Dates are the fruit of the date palm tree, which is grown in many tropical regions of the world. Dates have become quite popular in recent years.
Almost all dates sold in Western countries are dried.
You can tell whether or not dates are dried based on their appearance. A wrinkled skin indicates they are dried, whereas a smooth skin indicates freshness.
Depending on the variety, fresh dates are fairly small in size and range in color from bright red to bright yellow. Medjool and Deglet Noor dates are the most commonly consumed varieties.
Dates are chewy with a sweet flavor. They are also high in some important nutrients and have a variety of advantages and uses.

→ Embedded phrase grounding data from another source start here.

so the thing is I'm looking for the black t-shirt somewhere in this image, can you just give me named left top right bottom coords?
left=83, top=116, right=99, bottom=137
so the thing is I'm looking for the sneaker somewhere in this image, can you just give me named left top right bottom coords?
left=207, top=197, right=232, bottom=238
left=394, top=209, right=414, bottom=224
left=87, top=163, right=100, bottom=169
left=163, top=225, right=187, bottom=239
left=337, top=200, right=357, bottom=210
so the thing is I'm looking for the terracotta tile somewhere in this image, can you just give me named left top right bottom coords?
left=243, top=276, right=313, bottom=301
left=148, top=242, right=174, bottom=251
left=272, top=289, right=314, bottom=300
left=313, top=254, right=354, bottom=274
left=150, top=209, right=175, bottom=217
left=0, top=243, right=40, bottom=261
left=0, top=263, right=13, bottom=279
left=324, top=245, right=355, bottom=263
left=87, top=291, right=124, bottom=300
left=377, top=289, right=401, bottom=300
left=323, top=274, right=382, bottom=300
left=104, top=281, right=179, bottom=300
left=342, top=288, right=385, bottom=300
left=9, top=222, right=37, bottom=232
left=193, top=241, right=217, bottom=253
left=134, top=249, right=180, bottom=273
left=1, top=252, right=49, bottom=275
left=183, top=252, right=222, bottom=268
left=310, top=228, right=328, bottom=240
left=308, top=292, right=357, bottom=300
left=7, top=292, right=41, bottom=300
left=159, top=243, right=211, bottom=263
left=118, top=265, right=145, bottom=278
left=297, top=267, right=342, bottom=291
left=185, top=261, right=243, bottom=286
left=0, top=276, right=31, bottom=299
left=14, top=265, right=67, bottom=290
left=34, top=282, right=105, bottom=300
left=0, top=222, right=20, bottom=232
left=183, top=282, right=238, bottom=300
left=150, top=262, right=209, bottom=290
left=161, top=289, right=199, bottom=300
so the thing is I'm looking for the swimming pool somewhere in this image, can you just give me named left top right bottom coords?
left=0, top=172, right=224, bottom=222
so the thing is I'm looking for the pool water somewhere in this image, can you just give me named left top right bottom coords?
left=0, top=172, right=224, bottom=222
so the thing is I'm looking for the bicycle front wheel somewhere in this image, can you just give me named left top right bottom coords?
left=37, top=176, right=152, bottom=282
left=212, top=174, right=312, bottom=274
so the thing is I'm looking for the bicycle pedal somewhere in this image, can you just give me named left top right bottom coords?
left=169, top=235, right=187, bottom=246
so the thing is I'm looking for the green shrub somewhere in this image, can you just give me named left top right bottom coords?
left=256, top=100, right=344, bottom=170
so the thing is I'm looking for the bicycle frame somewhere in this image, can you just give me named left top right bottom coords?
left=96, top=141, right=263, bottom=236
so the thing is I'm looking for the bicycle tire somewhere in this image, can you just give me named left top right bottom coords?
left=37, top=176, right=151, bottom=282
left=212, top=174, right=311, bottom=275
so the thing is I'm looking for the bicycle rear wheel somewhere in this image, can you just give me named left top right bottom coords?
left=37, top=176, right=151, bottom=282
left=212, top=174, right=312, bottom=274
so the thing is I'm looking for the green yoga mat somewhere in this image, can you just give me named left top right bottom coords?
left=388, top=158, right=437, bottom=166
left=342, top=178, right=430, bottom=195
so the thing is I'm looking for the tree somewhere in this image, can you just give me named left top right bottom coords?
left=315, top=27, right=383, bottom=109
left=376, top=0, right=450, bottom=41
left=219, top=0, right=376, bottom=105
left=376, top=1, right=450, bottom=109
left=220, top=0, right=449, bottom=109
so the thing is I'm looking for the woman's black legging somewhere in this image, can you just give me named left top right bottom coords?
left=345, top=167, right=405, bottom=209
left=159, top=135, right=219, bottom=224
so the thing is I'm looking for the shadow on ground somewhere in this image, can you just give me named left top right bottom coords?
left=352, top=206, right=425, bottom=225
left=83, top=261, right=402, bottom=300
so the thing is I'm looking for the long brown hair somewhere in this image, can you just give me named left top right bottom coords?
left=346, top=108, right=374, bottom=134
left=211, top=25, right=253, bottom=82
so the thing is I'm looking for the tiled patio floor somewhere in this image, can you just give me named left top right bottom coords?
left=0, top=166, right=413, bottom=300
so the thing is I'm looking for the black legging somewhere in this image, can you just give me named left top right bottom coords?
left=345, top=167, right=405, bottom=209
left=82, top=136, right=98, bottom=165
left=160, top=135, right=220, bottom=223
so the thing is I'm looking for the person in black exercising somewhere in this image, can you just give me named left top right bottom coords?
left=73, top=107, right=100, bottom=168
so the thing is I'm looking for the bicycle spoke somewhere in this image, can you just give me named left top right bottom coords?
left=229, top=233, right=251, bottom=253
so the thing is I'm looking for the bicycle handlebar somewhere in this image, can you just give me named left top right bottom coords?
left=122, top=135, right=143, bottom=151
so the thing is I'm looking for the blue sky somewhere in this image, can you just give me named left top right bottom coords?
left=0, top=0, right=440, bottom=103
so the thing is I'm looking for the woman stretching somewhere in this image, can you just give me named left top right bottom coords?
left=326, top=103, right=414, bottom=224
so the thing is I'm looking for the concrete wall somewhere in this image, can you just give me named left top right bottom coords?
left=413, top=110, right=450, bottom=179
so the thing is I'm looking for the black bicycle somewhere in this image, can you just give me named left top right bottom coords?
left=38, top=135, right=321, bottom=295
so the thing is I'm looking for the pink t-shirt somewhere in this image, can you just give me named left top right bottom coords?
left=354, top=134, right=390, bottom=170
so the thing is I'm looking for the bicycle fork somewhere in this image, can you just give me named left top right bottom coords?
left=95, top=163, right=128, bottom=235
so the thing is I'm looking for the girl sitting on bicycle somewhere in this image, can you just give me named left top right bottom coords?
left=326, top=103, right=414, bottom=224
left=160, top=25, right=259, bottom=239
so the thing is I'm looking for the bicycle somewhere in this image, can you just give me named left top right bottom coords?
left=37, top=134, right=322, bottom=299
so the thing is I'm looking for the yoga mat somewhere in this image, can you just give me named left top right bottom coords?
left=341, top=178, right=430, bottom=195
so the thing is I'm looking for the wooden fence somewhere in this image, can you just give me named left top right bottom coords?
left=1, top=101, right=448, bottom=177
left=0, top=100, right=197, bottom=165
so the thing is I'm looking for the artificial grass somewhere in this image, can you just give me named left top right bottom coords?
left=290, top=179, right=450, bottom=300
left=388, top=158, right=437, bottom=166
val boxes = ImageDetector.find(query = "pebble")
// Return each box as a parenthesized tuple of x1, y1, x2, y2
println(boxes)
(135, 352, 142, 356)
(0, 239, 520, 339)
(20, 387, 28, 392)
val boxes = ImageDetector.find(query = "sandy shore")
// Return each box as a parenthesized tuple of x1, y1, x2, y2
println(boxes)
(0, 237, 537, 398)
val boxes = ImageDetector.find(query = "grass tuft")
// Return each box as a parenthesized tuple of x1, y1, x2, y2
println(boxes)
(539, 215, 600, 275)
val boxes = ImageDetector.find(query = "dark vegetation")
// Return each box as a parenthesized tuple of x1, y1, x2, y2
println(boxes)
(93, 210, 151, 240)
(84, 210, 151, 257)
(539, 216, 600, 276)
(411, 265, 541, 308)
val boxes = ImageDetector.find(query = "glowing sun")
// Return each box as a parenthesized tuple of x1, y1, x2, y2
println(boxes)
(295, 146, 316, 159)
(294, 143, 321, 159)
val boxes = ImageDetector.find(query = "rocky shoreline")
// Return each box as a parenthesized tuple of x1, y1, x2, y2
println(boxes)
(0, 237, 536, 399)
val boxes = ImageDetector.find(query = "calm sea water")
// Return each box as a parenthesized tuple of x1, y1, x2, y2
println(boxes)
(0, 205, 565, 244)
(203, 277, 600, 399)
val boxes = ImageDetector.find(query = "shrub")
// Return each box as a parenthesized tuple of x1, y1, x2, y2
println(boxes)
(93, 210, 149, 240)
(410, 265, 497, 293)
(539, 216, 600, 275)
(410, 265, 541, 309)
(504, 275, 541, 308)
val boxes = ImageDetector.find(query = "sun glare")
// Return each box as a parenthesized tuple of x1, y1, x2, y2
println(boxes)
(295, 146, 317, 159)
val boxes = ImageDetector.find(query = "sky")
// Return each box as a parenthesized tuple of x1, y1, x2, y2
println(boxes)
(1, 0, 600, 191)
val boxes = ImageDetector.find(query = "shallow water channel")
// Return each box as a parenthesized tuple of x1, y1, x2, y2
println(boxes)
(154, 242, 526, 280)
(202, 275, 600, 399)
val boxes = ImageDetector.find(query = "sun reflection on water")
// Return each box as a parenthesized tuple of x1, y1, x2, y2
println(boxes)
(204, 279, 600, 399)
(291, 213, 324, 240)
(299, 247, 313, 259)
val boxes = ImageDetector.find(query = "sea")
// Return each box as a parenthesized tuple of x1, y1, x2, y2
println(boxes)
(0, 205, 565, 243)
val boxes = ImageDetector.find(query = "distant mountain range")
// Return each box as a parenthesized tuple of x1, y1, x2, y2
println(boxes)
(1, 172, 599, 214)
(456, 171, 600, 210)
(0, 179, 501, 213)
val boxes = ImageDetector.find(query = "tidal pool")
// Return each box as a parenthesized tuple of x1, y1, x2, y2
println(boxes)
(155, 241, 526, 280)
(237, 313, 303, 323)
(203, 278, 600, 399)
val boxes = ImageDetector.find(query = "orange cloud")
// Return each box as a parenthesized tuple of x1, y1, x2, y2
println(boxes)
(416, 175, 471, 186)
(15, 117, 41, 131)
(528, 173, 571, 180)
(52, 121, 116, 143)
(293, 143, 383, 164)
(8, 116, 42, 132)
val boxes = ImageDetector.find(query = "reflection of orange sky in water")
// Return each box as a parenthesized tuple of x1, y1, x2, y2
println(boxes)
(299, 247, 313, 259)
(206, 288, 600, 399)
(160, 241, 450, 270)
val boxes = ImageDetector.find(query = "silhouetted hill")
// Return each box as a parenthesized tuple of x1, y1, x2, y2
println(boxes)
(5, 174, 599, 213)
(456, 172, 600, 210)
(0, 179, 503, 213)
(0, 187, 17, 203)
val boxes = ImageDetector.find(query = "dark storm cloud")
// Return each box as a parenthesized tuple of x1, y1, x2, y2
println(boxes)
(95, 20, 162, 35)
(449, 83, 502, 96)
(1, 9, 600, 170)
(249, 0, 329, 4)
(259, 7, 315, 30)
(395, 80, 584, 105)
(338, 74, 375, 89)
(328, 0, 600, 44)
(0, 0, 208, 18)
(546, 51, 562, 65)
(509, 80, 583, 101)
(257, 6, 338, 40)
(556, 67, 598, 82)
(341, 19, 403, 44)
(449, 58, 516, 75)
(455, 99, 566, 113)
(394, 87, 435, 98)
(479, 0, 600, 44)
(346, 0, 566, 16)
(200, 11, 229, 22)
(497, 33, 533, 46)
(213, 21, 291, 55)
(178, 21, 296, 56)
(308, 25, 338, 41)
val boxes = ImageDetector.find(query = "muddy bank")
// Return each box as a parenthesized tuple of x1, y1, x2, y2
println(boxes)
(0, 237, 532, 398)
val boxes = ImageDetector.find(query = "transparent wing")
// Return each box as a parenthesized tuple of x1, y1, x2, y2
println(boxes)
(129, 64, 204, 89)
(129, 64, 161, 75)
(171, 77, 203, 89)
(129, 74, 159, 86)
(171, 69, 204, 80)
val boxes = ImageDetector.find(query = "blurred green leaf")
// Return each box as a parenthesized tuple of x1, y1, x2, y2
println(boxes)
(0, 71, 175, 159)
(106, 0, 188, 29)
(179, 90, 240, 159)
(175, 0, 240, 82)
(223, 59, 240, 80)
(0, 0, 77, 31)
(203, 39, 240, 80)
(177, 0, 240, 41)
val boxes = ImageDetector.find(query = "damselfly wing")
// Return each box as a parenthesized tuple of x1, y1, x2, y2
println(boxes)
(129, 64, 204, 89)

Here are some proven reasons to eat more dates:
1. Dates are a source of antioxidants. All dates, fresh or dried, contain different types of antioxidants. Fresh dates contain anthocyanidins and carotenoids, while dried dates contain polyphenols – just like green tea. Experiments in food chemistry show that Khalas (aka Madina) dates are highest in antioxidants when compared to other date varieties.
- Dates can be good for blood sugar balance. Diabetes researchers have shown that dates have a low glycemic impact. This means that eating dates alone, or with a meal, may help people with type-2 diabetes manage their blood sugar and blood fat levels. Six to eight Tamer dates can be eaten in one sitting without dramatic shifts in blood sugar.
- Dates can help reduce blood pressure. A standard serving of five or six dates provides about 80 milligrams of magnesium, an essential mineral that helps dilate blood vessels. Research shows that supplementing with 370 milligrams of magnesium can reduce blood pressure. However, taking such a large dose all at once often causes diarrhea. Dates are a delicious way to increase your magnesium intake more gently.
- Dates contain a brain booster. Each little date contains over two milligrams of choline, a B vitamin that’s a component in acetylcholine, the memory neurotransmitter. Higher choline intake is associated with better memory and learning, making it a key nutrient for children and older adults at risk for Alzheimer’s.
- Dates help maintain bone mass. Research shows that bone loss in post-menopausal women with osteopenia can be reduced by increasing intake of potassium. One dried date provides nearly 140 milligrams of this valuable nutrient. Scientists believe that high potassium intake protects bone mass by reducing the amount of calcium excreted through the kidneys.
Dates have an excellent nutrition profile.
Since they’re dried, their calorie content is higher than most fresh fruit. The calorie content of dates is similar to that of other dried fruits, such as raisins and figs.
Most of the calories in dates come from carbs. The rest are from a very small amount of protein. Despite their calories, dates contain some important vitamins and minerals in addition to a significant amount of fiber.
A 3.5-ounce (100-gram) serving provides the following nutrients,
- Calories: 277
- Carbs: 75 grams
- Fiber: 7 grams
- Protein: 2 grams
- Potassium: 20% of the RDI
- Magnesium: 14% of the RDI
- Copper: 18% of the RDI
- Manganese: 15% of the RDI
- Iron: 5% of the RDI
- Vitamin B6: 12% of the RDI
Dates are a very healthy fruit to include in your diet.
They are high in several nutrients, fiber and antioxidants, all of which may provide health benefits ranging from improved digestion to a reduced risk of disease.